2 Dehydrator cost includes all appurtenances: vessel, support structure, valves, and piping.
Source: Van Air
Step 3: Estimate the capital and operating costs. Capital costs for single
vessel desiccant dehydrators suitable for gas production rates from 0.1 to 5
MMcf per day (including the initial fill of desiccant) range between $3,000
and $17,000. After determining the necessary vessel size (Step 2), partners
can use Exhibit 6 to determine the capital costs of a desiccant dehydrator.

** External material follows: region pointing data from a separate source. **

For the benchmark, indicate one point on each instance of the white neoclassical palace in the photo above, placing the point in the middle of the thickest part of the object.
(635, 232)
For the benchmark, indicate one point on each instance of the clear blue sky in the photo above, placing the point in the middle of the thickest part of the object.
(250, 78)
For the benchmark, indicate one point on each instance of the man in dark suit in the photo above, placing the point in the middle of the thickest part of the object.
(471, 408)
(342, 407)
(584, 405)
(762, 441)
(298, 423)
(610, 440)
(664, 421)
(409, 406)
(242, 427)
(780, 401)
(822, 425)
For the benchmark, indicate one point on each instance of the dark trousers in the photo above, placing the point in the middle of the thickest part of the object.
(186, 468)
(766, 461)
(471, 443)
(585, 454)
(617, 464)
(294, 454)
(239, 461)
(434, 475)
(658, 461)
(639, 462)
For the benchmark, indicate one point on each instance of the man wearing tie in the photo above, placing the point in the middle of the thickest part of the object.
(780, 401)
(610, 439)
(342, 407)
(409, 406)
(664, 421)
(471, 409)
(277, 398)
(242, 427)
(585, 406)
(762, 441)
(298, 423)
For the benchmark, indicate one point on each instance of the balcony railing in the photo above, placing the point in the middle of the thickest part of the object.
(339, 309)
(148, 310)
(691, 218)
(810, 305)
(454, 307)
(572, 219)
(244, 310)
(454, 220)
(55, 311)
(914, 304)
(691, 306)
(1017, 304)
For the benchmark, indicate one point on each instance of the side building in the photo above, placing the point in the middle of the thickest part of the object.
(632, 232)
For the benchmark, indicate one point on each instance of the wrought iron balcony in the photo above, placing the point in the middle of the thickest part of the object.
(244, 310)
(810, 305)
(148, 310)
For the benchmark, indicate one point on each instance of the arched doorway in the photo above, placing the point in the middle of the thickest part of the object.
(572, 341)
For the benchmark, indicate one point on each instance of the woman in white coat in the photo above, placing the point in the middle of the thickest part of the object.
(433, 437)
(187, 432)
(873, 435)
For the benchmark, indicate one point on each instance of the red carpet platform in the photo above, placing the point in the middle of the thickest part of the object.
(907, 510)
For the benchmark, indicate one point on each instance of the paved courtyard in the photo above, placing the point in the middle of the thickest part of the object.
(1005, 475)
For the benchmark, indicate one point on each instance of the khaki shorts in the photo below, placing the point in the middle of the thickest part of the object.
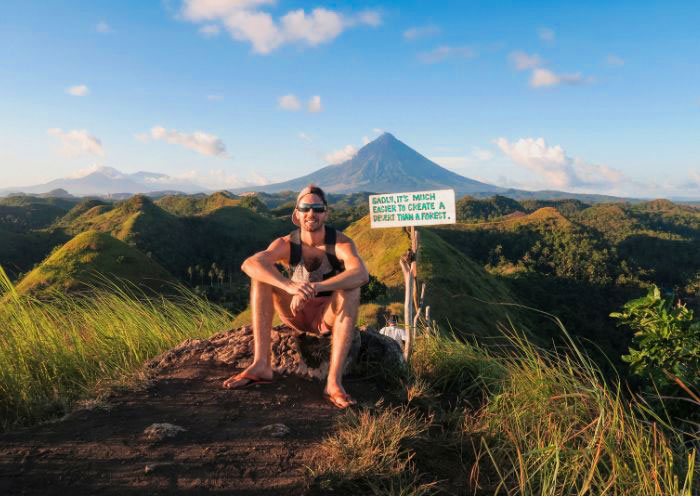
(310, 317)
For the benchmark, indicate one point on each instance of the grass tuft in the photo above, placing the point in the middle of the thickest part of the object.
(55, 352)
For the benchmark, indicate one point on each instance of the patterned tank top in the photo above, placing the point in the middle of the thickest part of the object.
(329, 267)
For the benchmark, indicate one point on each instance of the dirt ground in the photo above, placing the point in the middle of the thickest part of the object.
(225, 448)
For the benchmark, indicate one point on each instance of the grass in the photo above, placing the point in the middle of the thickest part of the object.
(510, 420)
(55, 352)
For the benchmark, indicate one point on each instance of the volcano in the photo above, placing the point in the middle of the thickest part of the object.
(385, 165)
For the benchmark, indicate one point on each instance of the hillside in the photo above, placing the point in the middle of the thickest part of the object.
(461, 294)
(187, 205)
(76, 263)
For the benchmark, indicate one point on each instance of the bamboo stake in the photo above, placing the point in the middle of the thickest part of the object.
(405, 262)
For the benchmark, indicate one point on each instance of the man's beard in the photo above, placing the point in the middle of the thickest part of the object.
(317, 227)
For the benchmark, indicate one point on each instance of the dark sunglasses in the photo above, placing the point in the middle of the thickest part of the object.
(319, 208)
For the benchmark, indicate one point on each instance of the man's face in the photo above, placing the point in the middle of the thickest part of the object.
(311, 221)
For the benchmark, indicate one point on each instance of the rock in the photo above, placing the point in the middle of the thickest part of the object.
(276, 430)
(293, 353)
(159, 432)
(154, 467)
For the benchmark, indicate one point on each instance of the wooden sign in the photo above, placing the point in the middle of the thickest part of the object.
(416, 208)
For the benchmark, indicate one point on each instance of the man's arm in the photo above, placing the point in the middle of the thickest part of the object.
(261, 267)
(355, 273)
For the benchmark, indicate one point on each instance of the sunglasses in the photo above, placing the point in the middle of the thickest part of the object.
(318, 208)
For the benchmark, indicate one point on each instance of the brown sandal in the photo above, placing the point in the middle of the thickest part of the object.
(252, 380)
(338, 397)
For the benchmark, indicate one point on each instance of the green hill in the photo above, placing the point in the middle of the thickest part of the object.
(188, 205)
(83, 207)
(77, 262)
(459, 291)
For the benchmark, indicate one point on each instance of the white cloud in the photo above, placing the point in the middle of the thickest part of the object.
(460, 161)
(103, 27)
(522, 61)
(338, 156)
(314, 104)
(77, 142)
(482, 154)
(289, 102)
(614, 60)
(246, 22)
(555, 167)
(542, 78)
(546, 34)
(200, 142)
(322, 25)
(207, 10)
(421, 32)
(107, 171)
(210, 30)
(79, 90)
(369, 17)
(444, 52)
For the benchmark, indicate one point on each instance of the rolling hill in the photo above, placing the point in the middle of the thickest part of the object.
(461, 294)
(75, 265)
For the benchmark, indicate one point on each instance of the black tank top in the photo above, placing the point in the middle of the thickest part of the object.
(330, 264)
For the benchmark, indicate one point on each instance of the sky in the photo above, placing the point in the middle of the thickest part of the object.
(595, 96)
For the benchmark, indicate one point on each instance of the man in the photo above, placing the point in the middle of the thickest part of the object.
(322, 296)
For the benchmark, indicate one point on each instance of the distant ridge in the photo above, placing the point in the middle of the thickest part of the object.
(384, 165)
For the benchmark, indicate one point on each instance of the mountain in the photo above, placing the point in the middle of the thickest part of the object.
(384, 165)
(109, 181)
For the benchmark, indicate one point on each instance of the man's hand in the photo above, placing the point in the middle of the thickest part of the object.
(297, 303)
(302, 289)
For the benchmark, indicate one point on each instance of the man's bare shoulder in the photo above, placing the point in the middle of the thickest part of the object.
(341, 237)
(345, 243)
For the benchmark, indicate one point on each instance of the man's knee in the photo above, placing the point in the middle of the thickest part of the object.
(347, 299)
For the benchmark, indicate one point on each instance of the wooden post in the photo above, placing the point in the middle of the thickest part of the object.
(408, 312)
(410, 269)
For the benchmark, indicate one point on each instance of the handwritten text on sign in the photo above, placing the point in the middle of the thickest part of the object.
(418, 208)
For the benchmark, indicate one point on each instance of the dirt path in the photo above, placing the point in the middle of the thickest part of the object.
(223, 450)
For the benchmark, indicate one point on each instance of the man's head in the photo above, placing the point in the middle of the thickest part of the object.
(311, 209)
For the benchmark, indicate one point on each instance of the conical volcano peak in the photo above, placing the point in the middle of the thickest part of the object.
(384, 165)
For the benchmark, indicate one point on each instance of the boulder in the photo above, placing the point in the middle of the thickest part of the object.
(293, 353)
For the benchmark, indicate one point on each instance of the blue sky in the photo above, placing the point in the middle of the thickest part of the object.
(579, 96)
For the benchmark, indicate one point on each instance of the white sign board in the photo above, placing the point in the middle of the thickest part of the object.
(417, 208)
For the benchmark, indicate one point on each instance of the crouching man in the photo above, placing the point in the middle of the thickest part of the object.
(322, 296)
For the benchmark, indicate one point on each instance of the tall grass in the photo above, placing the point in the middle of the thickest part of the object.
(550, 424)
(518, 420)
(54, 352)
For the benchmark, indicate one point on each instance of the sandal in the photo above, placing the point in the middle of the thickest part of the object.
(339, 398)
(252, 380)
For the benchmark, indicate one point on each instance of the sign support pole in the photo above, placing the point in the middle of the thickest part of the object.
(411, 209)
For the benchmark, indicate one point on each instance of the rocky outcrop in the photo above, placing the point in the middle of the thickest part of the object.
(293, 353)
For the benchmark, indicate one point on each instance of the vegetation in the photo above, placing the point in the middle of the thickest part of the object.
(52, 353)
(513, 420)
(666, 345)
(89, 257)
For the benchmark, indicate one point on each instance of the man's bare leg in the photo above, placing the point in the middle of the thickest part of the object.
(343, 314)
(262, 302)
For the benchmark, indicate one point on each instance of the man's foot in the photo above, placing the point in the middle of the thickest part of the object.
(339, 397)
(249, 377)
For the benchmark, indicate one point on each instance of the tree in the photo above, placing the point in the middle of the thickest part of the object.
(666, 340)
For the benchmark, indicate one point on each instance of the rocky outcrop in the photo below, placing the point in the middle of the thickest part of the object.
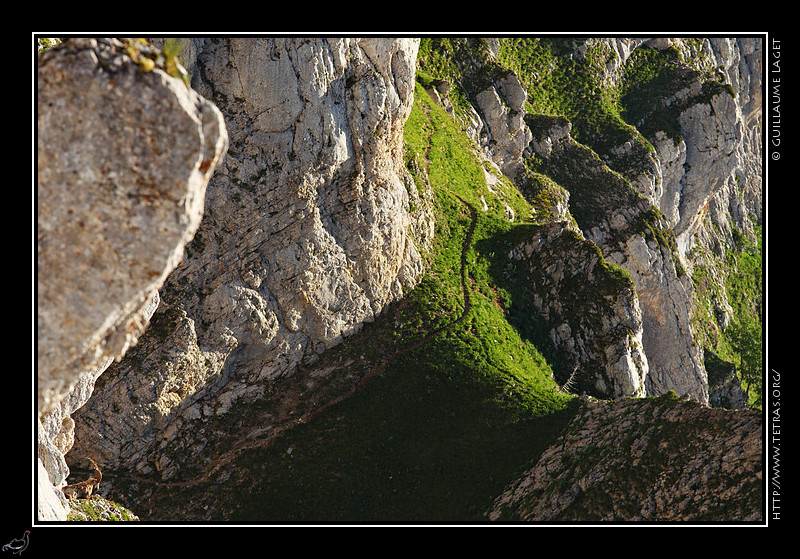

For the example given in Step 2, the capital cost of a 20-inch, single vessel
desiccant dehydrator is $6,500. For a two-vessel dehydrator, the cost would
be $13,000.
Installation costs typically range from 50 to 75 percent of the equipment
cost. Using an installation factor of 75 percent of the equipment cost, the
single vessel desiccant dehydrator described above would cost $4,875 to
install. The two-vessel dehydrator would cost $9,750 to install.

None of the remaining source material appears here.